After a week where everything that could go wrong did, it all went right in a hurry Friday when the Canadian men’s 4×100-metre relay team shocked the track world by winning Olympic gold, with Andre De Grasse earning his seventh career Olympic medal with a blazing fast 8.89 second anchor leg.

De Grasse failed to final in either the 100 metres or 200 metres (where he was the defending Olympic champion) and saw his personal coach kicked out of the games as well. Teammates Aaron Brown, Jerome Blake and Brendon Rodney also had little to show for their Olympic experience until Friday’s relay final.

The Canadians just barely qualified for the final eight and were running in the less-than-desirable outside lane. But the Canadian men eliminated one race favourite in the Jamaicans in the semi-final and the Americans botched a handoff in the final, leaving the field wide open and ripe for an upset.

And De Grasse and company took full advantage. After a bit of a messy first exchange between Brown and Blake, the next two exchanges were clean and De Grasse was fire on the anchor leg to win gold, finishing 7/100ths of a second ahead of South Africa. Great Britain in 37.61 took third.

De Grasse, the pride of Markham who trains at The Speed Academy in Pickering, is now tied with swimmer Penny Oleksiak as Canada’s all-time most decorated Olympian.
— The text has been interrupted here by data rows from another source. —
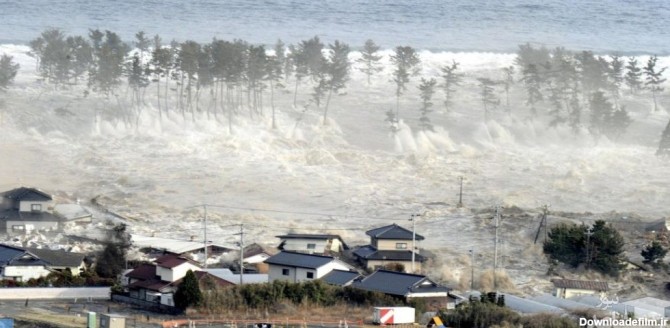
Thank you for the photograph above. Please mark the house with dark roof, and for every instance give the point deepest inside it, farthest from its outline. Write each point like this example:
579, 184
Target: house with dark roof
297, 267
407, 286
157, 282
388, 245
23, 264
25, 209
312, 243
567, 288
341, 278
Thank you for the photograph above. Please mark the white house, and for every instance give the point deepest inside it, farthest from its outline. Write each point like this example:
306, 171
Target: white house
297, 267
567, 288
312, 243
25, 209
23, 264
This quartet is on the Olympic podium for the second straight Games after winning silver at Tokyo three years ago. De Grasse, Rodney and Brown previously earned bronze at Rio 2016 as well.

Brown, Blake, Rodney, and De Grasse also won gold at the 2022 World Athletics Championships in Eugene, Oregon.
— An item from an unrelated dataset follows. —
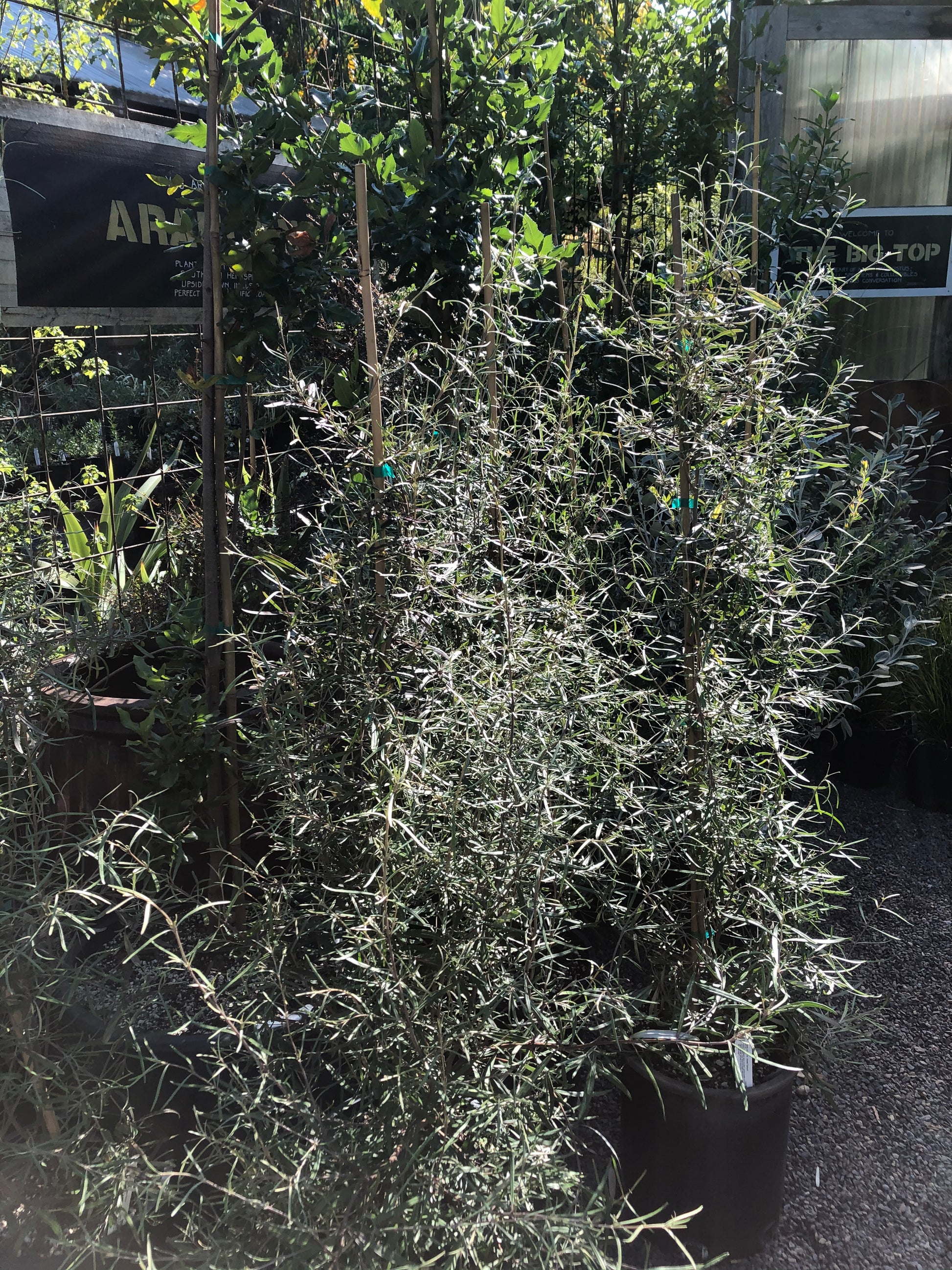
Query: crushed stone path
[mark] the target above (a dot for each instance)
(883, 1140)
Whether De Grasse sticks around for Los Angeles in 2028 – when he would be 33 – is a question for another day. Today, he and Rodney, Blake and Brown are Olympic champions.

This is Canada’s fifth Olympic medal all-time in the men’s 4x100m relay. They won gold in Atlanta in 1996 with a squad that included 100-metre gold medallist Donovan Bailey, Bruny Surin (Team Canada’s Paris 2024 Chef de Mission), Glenroy Gilbert (the current national team head coach) and Robert Esmie and Carlton Chambers.